Törley’s brave and enduring commitment to these movements, which continue to this day, has seen her become a key target of the Fidesz party machine.

Since 2022, she has faced a near-daily barrage of insults, smears and negative profiling from pro-government news outlets, which now account for over 80 percent of public media in the country, and faced physical attacks — together with her Tanítanék colleagues — from some of those allied to Orban’s party. Seemingly not content with depriving Törley of her profession, Hungary’s Fidesz-controlled government has habitually subjected her to a series of fines for ‘civil disobedience’.

These attacks, though, have failed to stunt her rise.

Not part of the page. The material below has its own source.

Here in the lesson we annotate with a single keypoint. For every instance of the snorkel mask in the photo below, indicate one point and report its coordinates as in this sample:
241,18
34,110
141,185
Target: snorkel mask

Today, Torley, and the wider Tanítanék movement, are continuing to grow, thanks to their development of a conscious and professional digital outreach plan. Unlike other movements in Hungary, Tanítanék operates beyond social and traditional media and meets its supporters via email, SMS, phone numbers, in person, and online meetings.

By diversifying the way ordinary Hungarians have been able to get involved — including via grassroots donations — the movement gained strength and supporters — to the point that it now boasts tens of thousands of active members, and a funding stream, which helps support striking teachers, of over €1m in two years.

This is some feat, given the increasingly limited space in which Tanítanék can publicly operate, and suggests that there is still hope, and fight, among Hungary’s civil society to push back at Orban and his pursuit of a one-party state.

For Törley, and her community of teachers, students and parents, their determination has always been led by an ambition to give young people the education they need and deserve. If they will prevail remains to be seen, but, certainly, the movement — and Törley’s own growing popularity — offers optimism that there could be a brighter future ahead.